Re: [kernel-hardening] Re: [PATCH v4.1 07/10] x86: narrow out of bounds syscalls to sys_read under speculation

Andy Lutomirski <luto@xxxxxxxxxx> · Sun, 21 Jan 2018 18:23:59 -0800

On Sun, Jan 21, 2018 at 6:04 PM, Linus Torvalds
<torvalds@xxxxxxxxxxxxxxxxxxxx> wrote:
> On Sun, Jan 21, 2018 at 5:38 PM, Andy Lutomirski <luto@xxxxxxxxxx> wrote:
>>
>> 3. What's with sbb; and?  I can see two sane ways to do this.  One is
>> cmovaq [something safe], %rax,
>
> Heh. I think it's partly about being old-fashioned. sbb has always
> been around, and is the traditional trick for 0/-1.
>
> Also, my original suggested thing did the *access* too, and masked the
> result with the same mask.
>
> But I guess we could use cmov instead. It has very similar performance
> (ie it was relatively slow on P4, but so was sbb).
>
> However, I suspect it actually has a slightly higher register
> pressure, since you'd need to have that zero register (zero being the
> "safe" value), and the only good way to get a zero value is the xor
> thing, which affects flags and thus needs to be before the cmp.
>
> In contrast, the sbb trick has no early inputs needed.
>
> So on the whole, 'cmov' may be more natural on a conceptual level, but
> the sbb trick really is a very "traditional x86 thing" to do.

Fair enough.

That being said, what I *actually* want to do is to nuke this thing
entirely.  I just wrote a patch to turn off the SYSCALL64 fast path
entirely when retpolines are on.  Then this issue can be dealt with in
C.  I assume someone has a brilliant way to make gcc automatically do
something intelligent about guarded array access in C. </snicker>
Seriously, though, the retpolined fast path is actually slower than
the slow path on a "minimal" retpoline kernel (which is what I'm using
because Fedora hasn't pushed out a retpoline compiler yet), and I
doubt it's more than the tiniest speedup on a full retpoline kernel.
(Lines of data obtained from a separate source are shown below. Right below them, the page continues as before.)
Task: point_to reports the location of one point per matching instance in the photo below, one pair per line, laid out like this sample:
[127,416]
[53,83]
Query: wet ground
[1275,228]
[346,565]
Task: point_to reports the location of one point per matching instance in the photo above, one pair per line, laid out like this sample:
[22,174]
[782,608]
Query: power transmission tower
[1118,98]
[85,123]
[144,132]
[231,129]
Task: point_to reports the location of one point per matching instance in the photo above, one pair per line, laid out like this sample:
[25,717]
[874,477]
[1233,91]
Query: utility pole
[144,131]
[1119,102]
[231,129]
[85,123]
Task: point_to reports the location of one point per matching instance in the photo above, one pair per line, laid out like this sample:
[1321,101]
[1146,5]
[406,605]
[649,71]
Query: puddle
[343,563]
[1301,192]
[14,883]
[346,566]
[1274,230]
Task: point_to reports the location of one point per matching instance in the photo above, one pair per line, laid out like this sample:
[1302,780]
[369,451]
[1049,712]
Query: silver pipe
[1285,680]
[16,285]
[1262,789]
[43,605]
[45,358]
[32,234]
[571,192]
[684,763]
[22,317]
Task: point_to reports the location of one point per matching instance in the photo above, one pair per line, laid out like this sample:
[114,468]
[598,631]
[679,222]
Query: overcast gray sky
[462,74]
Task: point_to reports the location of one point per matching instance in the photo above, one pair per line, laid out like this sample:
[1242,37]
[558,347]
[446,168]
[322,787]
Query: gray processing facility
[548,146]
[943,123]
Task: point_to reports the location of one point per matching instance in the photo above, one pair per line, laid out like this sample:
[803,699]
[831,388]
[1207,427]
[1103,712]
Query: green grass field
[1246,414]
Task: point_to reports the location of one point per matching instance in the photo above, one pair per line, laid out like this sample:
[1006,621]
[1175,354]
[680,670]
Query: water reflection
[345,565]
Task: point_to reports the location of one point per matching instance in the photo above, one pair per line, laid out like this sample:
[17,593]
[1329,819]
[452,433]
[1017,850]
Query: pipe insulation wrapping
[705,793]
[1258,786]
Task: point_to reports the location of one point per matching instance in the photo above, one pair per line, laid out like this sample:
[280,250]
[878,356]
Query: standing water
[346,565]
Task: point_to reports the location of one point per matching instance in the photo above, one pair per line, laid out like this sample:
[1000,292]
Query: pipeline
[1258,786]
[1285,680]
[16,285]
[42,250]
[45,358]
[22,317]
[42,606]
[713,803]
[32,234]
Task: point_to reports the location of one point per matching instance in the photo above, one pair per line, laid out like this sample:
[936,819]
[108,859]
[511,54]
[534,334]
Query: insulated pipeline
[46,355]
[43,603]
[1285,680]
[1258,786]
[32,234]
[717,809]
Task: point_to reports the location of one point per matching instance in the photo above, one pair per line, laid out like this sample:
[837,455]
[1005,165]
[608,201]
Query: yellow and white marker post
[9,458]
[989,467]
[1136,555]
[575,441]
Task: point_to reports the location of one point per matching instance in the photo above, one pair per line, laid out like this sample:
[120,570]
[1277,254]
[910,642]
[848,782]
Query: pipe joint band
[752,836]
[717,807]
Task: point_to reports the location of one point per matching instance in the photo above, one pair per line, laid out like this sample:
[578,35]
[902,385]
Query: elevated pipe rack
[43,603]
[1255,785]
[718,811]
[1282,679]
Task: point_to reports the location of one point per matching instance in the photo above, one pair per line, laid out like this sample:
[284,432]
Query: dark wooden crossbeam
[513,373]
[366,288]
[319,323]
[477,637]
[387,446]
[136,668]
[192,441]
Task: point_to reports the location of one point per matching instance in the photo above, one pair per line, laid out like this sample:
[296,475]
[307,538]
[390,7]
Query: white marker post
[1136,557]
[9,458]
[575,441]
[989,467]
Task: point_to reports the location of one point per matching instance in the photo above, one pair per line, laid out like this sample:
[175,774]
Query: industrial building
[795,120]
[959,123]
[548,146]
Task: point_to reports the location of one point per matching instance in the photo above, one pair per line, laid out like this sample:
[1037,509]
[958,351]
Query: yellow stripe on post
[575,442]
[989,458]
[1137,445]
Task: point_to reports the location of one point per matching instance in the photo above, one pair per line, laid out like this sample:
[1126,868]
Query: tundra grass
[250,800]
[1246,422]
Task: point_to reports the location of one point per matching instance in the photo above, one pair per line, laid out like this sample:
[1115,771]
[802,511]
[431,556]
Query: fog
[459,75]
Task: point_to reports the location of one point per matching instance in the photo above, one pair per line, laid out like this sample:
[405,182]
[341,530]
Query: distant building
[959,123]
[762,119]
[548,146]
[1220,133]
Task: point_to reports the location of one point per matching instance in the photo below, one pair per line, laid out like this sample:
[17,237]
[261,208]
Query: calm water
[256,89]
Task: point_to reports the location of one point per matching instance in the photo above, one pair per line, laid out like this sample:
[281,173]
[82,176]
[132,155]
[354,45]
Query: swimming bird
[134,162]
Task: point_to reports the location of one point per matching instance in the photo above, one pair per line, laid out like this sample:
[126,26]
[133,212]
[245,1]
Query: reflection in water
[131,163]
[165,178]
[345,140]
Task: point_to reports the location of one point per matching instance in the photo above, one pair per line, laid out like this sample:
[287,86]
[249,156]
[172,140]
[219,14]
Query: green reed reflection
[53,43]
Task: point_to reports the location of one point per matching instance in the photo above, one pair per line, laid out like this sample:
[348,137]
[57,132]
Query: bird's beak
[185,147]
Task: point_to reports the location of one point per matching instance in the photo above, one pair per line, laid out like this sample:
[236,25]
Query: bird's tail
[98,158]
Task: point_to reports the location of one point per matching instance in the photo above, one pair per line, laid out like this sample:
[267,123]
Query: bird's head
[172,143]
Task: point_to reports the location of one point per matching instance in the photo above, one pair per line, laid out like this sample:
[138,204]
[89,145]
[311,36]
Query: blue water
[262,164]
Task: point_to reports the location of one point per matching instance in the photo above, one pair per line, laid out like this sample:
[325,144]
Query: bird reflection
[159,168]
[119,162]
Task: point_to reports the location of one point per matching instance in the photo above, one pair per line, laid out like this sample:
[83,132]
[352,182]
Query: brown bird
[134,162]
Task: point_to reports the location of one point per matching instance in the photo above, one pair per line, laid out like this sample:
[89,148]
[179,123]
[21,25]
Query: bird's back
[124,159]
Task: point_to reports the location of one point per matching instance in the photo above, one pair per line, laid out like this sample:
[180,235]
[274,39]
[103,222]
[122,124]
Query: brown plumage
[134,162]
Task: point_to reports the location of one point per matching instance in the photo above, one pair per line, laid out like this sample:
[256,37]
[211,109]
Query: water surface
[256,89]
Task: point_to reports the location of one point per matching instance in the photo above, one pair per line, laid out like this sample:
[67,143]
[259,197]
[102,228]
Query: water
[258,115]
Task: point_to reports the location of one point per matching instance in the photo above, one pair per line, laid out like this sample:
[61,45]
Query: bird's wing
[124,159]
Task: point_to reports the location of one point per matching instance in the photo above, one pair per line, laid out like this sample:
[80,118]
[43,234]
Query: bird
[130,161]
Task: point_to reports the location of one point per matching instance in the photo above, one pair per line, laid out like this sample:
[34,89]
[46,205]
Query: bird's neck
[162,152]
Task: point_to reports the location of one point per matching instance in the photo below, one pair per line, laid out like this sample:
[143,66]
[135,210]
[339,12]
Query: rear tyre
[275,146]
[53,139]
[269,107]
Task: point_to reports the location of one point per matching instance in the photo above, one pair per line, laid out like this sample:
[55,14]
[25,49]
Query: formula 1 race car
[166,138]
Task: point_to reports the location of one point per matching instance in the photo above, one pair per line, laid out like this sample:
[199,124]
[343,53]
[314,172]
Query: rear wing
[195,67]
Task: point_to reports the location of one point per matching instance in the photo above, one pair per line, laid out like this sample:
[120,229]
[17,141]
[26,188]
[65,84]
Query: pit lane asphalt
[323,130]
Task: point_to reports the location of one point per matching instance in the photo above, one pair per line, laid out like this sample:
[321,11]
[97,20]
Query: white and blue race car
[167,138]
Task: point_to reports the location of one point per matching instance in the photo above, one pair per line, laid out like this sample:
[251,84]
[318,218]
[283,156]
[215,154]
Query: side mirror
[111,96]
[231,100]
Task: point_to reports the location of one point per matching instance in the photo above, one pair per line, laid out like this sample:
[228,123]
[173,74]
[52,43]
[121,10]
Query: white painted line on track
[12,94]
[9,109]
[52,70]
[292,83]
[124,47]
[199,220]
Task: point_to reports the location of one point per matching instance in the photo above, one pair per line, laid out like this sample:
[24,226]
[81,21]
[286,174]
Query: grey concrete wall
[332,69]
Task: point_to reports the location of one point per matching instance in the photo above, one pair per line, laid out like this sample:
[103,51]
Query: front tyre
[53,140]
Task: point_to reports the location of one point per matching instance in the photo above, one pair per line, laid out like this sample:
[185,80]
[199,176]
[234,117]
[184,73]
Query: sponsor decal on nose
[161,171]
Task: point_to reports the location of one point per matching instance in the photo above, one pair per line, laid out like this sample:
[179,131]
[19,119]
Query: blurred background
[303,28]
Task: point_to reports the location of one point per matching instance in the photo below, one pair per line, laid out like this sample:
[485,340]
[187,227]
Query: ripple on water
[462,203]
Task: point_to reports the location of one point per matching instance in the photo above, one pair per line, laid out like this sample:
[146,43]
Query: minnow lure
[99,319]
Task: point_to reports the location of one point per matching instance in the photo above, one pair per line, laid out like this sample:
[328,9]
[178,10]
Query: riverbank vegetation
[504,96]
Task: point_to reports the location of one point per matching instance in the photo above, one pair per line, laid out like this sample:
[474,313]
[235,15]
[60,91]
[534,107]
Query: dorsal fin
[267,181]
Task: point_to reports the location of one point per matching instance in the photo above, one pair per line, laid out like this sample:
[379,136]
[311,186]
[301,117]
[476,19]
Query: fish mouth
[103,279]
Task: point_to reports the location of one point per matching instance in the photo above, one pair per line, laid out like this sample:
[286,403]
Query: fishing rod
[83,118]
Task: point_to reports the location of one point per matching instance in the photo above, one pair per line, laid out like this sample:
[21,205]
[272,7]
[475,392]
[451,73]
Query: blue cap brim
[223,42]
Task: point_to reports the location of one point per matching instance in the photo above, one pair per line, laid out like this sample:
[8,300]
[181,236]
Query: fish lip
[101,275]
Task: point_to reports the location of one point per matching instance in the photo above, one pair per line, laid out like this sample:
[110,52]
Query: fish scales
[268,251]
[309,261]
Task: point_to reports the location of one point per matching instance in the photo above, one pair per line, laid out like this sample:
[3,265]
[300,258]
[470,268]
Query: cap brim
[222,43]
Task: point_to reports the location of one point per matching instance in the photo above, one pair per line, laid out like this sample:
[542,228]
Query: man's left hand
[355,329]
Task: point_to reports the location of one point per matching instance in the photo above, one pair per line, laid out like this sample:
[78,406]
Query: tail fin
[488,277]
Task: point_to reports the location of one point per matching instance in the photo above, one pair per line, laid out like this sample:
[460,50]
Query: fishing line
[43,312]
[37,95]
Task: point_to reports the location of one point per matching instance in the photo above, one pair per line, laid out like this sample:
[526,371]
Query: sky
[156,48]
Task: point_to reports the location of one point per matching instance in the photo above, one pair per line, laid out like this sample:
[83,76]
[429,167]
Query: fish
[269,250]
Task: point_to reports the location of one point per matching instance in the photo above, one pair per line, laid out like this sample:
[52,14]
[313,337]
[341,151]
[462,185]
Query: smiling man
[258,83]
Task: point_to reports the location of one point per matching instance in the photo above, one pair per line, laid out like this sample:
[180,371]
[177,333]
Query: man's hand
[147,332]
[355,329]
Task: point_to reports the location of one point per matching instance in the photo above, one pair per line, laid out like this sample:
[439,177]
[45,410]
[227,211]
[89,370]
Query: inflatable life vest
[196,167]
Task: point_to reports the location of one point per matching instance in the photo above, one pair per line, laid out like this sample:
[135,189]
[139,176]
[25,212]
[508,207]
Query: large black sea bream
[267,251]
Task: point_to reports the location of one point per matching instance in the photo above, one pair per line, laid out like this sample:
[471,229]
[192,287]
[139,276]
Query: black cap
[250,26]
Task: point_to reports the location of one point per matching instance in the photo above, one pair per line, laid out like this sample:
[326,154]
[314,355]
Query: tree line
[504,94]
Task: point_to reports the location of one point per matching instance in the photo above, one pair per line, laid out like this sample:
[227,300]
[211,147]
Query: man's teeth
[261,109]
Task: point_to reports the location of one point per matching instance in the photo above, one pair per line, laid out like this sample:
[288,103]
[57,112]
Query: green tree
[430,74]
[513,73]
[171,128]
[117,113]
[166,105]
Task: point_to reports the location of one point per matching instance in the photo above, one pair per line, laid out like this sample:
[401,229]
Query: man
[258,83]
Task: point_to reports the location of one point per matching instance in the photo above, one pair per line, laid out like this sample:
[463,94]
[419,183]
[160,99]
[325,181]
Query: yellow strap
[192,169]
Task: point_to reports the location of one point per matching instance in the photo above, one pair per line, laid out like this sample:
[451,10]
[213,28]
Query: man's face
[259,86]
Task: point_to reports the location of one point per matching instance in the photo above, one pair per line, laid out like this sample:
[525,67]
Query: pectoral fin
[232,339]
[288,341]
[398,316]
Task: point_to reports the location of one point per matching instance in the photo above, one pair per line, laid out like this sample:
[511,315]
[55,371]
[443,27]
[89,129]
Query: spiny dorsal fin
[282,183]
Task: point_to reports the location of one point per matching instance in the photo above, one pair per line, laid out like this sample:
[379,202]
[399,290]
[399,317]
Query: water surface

I've read a bunch of emails flying around saying that retpolines
aren't that bad.  In very informal benchmarking, a single mispredicted
ret (which is what a retpoline is) seems to take 20-30 cycles on
Skylake.  That's pretty far from "not bad".  Is IBRS somehow doing
something that adversely affects code that doesn't use indirect
branches?  Because I'm having a bit of a hard time imagining IBRS
hurting indirect branches worse than retpolines do.